Bridé par le poids des urgences, une alliance de circonstance, sa dépendance à l’égard de la présidence, le Premier ministre devra composer avec des marges de manœuvres budgétaires étroites. L’emprunt obligataire de 1 milliard $ lancé par le gouvernement sortant fin janvier, lui offrira un peu d’oxygène pour faire face aux échéances des premiers mois. Une loi de finance rectificative est annoncée pour trouver des économies afin de financer des investissements. Mais le recours au financement extérieur reste inévitable. Pour ne rien faciliter, la normalisation du dialogue social avec l’UGTT risque de subir les interférences de la perspective de son congrès à la fin de l’année, qui ne la prédisposera pas forcément à refréner les protestations sociales. C’est peu dire que l’épreuve s’annonce rude et que ce gouvernement aura du mal à faire rêver.

Trois niveaux de défis

Ce premier pouvoir d’après-transition doit affronter une conjoncture délicate, entreprendre des réformes de fond dans les secteurs clés de l’économie et du fonctionnement de l’État, et approfondir la transformation démocratique. Côté conjoncture, l’activité des groupes djihadistes à la frontière algérienne continue de tenir l’armée en alerte, tandis que des centaines de jeunes Tunisiens tentent de partir en Syrie. La dette publique a dépassé les 41 milliards de dinars/18,7 milliards d’euros (dont 28 milliards DT d’endettement extérieur), le déficit du budget de l’État atteint des niveaux records et frise les 7 % du PIB. En dépit d’accords salariaux budgétivores la pression sociale sur l’État ne se relâche pas et les secteurs de l’enseignement et des transports sont régulièrement en grève.

Des objectifs qui semblent pour l’instant difficiles à atteindre.

À la frontière sud, la combinaison de la contrebande et de l’activité des milices libyennes fait de la région une poudrière.
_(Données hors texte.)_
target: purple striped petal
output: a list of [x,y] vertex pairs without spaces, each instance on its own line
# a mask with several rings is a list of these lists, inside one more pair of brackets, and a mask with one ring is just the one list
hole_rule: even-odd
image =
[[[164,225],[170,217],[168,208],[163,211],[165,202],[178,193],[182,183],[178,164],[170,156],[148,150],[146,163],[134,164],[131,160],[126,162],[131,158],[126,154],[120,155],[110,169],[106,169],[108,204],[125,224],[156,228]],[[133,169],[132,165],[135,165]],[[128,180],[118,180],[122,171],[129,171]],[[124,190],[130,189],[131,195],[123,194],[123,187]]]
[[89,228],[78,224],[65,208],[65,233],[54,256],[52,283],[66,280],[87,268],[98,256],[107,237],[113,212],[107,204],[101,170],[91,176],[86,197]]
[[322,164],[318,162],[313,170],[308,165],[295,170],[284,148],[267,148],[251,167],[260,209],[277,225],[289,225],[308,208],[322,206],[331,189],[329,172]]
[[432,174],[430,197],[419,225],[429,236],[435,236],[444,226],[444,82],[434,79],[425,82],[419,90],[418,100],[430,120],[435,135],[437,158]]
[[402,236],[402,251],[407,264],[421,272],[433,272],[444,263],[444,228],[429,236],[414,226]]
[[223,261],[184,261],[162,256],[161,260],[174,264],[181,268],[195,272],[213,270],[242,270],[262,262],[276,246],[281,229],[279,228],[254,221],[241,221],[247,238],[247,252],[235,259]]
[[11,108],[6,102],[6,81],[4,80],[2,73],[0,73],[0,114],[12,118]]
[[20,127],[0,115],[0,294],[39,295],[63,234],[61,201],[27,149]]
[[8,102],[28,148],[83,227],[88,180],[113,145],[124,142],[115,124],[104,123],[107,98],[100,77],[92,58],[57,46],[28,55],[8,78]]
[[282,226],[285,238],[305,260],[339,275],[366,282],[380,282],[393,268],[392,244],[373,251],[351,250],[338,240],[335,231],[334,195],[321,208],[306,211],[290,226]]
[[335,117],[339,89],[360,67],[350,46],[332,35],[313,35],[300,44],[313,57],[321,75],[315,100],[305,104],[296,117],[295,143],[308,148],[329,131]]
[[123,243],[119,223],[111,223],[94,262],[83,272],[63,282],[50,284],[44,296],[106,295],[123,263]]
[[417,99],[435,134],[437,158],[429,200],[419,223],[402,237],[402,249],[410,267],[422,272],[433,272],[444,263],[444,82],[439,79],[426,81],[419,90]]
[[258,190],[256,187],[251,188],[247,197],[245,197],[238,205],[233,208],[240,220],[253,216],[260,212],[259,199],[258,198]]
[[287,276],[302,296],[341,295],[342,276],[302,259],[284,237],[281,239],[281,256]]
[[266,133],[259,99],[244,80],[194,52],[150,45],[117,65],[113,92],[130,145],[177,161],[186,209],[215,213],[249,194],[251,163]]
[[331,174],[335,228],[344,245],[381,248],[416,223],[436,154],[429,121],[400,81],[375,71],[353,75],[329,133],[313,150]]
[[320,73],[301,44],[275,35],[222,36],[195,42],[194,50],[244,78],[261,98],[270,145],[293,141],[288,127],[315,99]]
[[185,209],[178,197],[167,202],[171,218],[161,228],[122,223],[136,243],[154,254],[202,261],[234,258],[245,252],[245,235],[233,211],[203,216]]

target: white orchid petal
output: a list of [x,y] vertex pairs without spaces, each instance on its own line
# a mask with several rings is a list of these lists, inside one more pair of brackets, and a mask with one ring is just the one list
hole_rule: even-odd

En matière de réformes structurelles, le menu est copieux également. Dans le bassin minier de Gafsa, le modèle de redistribution ne parvient pas à absorber la pression sociale, et l’accumulation des conflits réduit la production de phosphate à la moitié de son potentiel (moins de 4 millions de tonnes, pour plus de 8 millions), privant ainsi la Tunisie d’une part de ses ressources en devises.

Toujours en deçà des résultats de 2010, le secteur touristique a besoin d’une réorientation en profondeur pour diversifier et revaloriser son offre, tout en gérant un parc hôtelier dont une bonne partie est dans un état de faillite structurelle.
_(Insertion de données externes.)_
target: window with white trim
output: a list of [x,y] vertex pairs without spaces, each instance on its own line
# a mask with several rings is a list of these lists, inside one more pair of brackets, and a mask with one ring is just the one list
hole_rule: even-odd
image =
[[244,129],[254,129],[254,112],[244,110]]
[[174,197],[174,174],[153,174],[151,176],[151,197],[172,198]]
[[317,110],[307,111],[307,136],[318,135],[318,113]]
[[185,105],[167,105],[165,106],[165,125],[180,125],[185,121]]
La réforme fiscale déjà amorcée doit faire contribuer davantage les professions libérales, les entreprises, voire l’économie informelle. Mais le poids des corporatismes et les défaillances de la collecte de l’impôt promettent des résistances.

Le secteur bancaire ne joue pas pleinement son rôle dans le financement de l’économie, notamment celui des PME. Le favoritisme prévaut sur l’analyse des risques. Le laxisme et la mauvaise conjoncture plombent les bilans des banques. Tandis que la sur-administration de l’économie décourage les entrepreneurs.
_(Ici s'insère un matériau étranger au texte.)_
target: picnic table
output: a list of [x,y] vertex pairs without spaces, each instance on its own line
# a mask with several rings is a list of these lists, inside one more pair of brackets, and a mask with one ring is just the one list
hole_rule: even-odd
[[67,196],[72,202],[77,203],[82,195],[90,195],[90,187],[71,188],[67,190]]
L’agriculture reste un parent pauvre et ne parvient à conserver la main-d’œuvre qui cherche son salut dans les périphéries urbaines, alors que les meilleures terres, encore inscrites au domaine de l’État, n’ont toujours pas été redistribuées.

Le système public hospitalier a aussi connu une dégradation tragique. À tous ces maux sectoriels, s’ajoute enfin la nécessité de transformations systémiques. Faire monter en gamme les industries locales, inclure davantage les régions défavorisées dans tous les secteurs de la vie sociale, transformer la culture administrative et policière… Des objectifs qui semblent pour l’instant difficiles à atteindre.